Ruth Goller’s ‘Skylla’ shines a long-awaited light on one of the most important musicians to have driven and revolutionised the UK jazz and improv scenes over the last 16 years. The bassist, vocalist, composer, environmentalist and now solo artist, draws inspiration from deep within to create a stunningly original and beautiful piece of work.
Hailed by the Guardian for her “thunderous bass-guitar hooks’, Goller helped lay the foundation for the UK’s jazz renaissance whilst playing in many of its most influential and popular bands, from her years on stage with Acoustic Ladyland and Melt Yourself Down, to more recently Let Spin and Vula Viel, whilst performing and recording with the likes of Shabaka Hutchings, Mercury-Award nominee Kit Downes, Sam Amidon, Bojan Z, Marc Ribot, Rokia Traoré, and Paul McCartney.

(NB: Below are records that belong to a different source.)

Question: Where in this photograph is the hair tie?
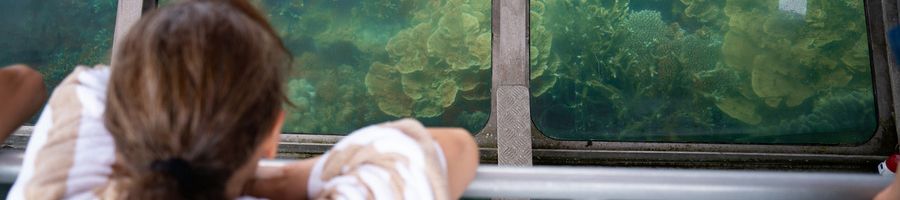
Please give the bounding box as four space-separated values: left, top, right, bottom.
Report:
150 158 198 190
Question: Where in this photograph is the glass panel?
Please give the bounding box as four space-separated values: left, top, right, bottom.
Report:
1 1 117 124
0 1 116 96
530 0 875 144
259 0 492 134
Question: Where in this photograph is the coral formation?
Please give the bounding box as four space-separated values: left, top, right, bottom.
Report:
458 111 489 133
386 24 432 74
680 0 721 22
770 90 875 138
529 0 876 144
529 0 559 97
365 0 491 118
271 0 491 133
714 0 872 125
366 62 414 117
678 0 727 30
622 10 669 66
714 96 761 125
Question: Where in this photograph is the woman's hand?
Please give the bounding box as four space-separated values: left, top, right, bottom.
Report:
875 170 900 200
427 128 479 199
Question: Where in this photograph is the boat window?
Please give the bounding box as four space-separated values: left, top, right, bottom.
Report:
529 0 875 144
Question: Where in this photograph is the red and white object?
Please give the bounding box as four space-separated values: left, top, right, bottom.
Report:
879 153 900 176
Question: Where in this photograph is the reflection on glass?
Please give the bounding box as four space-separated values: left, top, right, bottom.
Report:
251 0 491 134
0 1 116 95
530 0 875 144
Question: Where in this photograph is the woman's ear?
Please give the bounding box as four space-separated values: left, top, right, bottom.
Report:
261 110 284 158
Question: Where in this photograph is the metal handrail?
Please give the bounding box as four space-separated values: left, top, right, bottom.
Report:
0 150 892 199
465 166 893 200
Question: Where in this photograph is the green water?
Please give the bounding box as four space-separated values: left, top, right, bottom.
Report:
530 0 876 144
0 1 116 97
155 0 492 134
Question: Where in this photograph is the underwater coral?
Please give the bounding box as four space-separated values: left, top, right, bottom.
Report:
529 0 876 144
265 0 491 134
369 0 492 118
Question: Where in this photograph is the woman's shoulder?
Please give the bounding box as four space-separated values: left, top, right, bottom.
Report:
55 65 111 96
7 65 116 200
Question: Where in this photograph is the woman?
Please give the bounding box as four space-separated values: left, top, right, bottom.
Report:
8 0 478 199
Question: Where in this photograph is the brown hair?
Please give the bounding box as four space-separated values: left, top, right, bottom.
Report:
103 0 289 199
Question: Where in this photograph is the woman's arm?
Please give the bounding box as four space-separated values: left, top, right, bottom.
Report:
875 166 900 200
426 128 479 199
245 157 320 200
0 64 46 139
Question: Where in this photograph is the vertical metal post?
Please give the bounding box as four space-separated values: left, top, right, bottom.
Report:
890 0 900 147
494 0 532 166
881 0 900 146
112 0 144 66
891 0 900 146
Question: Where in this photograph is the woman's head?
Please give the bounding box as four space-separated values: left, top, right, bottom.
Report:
104 0 289 199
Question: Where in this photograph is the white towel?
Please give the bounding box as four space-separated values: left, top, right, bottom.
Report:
307 119 449 200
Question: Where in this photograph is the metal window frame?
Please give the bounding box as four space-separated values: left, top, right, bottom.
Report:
20 0 888 170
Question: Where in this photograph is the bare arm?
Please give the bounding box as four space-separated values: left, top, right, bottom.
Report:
245 157 319 200
875 165 900 200
427 127 480 199
245 127 479 200
0 64 46 139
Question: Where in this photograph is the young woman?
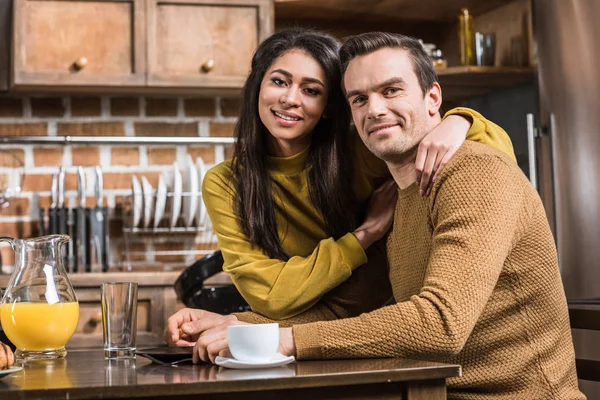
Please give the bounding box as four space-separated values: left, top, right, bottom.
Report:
167 29 515 343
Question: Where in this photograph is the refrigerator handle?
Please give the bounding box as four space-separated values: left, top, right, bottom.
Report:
526 113 538 191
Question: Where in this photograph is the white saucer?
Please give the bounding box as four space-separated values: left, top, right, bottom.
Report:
0 366 23 379
214 353 295 369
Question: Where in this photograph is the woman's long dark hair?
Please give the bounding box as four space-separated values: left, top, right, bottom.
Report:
231 28 356 260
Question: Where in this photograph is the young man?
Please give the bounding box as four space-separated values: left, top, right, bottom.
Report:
167 33 583 399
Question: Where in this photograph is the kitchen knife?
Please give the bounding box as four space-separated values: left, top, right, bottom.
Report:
76 166 90 273
57 167 70 271
49 173 59 234
92 166 109 272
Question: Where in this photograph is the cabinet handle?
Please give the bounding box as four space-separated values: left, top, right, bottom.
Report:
526 113 538 191
90 310 103 326
73 57 88 71
201 59 215 73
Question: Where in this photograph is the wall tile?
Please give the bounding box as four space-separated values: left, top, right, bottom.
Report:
208 122 235 137
134 122 197 137
111 147 140 166
147 147 177 165
0 221 40 239
71 97 102 117
72 146 101 166
224 144 235 160
111 97 139 117
0 149 25 167
102 171 161 190
184 98 215 117
22 173 77 192
33 147 64 167
146 98 178 117
0 98 23 117
220 98 241 117
0 244 15 268
58 122 125 136
0 123 47 136
31 97 65 117
0 197 30 216
187 146 216 164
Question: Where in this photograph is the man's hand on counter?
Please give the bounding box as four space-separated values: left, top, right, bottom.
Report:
164 307 239 347
279 328 297 358
165 307 297 364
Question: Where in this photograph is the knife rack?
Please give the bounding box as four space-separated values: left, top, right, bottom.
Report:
121 191 218 271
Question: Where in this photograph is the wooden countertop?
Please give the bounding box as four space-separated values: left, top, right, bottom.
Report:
0 271 181 288
0 350 461 399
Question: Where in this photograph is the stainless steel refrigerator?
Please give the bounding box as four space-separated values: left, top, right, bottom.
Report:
532 0 600 394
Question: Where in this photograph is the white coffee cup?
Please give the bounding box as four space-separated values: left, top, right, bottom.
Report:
227 323 279 362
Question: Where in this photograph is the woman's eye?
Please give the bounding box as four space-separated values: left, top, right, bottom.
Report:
272 78 286 86
304 88 321 96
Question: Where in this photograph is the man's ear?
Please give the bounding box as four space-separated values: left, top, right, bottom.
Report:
426 82 442 116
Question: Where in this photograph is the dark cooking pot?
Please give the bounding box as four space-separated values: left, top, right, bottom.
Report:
174 251 251 315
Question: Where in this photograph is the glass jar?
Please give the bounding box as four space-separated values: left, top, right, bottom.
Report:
0 235 79 361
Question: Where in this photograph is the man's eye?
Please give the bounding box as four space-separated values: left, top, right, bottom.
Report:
384 87 400 95
352 96 366 104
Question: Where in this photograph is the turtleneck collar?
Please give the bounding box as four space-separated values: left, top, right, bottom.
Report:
267 144 310 175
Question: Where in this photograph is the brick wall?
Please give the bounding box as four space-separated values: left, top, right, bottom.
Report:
0 95 241 274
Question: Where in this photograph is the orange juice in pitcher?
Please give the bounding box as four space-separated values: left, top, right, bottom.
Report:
0 235 80 360
1 302 79 351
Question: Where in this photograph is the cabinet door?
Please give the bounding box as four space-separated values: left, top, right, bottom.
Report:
12 0 146 89
147 0 273 90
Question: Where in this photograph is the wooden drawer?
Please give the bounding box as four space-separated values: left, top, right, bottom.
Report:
147 0 273 90
75 293 151 336
67 285 178 350
12 0 146 89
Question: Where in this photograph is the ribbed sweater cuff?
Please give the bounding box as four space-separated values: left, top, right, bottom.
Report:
293 323 323 360
443 106 479 123
337 233 368 271
232 311 265 324
444 107 484 140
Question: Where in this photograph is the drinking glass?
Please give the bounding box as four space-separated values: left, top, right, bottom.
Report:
101 282 138 359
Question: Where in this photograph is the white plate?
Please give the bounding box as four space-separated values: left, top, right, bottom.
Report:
195 157 208 226
131 175 143 228
141 176 154 228
216 365 296 381
170 162 183 228
0 365 23 379
181 155 198 227
214 353 295 370
153 174 167 228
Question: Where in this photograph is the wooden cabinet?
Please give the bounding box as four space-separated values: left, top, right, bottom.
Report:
147 0 273 90
12 0 146 89
5 0 273 93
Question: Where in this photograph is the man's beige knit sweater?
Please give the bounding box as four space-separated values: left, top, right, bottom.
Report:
237 141 583 399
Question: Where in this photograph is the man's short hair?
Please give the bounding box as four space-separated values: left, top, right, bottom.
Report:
340 32 438 97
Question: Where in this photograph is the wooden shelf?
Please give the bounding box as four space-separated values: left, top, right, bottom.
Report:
435 66 534 102
275 0 516 22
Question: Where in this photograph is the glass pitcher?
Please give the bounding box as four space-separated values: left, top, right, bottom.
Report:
0 235 80 360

On ‘Skylla’, Goller in some ways returns to the pure untaught instincts that drove her as a teen punk musician. Working with different tunings for each song, Goller composes instinctively based on what she hears in every moment. As Goller puts it, “at that point muscle memory doesn’t work anymore so I have to trust my ear completely”.
Coming from the border region between Italy and Austria, Goller grew up fascinated by the differences and similarities in the intentions behind speech. This ear for words has influenced her approach to vocals; improvising them through streams of consciousness around her bass playing, focusing on the sound and feeling, and almost inventing a new language through abstraction. As Goller puts it, “Music is a language and I always want to learn as much as I can about it”.
Intimate voice and bass guitar entwine in improvised tandem on Goller’s debut album, exhibiting a confidence that reflects her experience at the vanguard of the European jazz scene. A work of uncanny and original beauty on which Goller has reached deep within to find pure honesty and musical originality. As ECM Reviews put it, Goller “unravel(s) an intimacy so deep it (feels) almost blasphemous to be privy to its wonders.”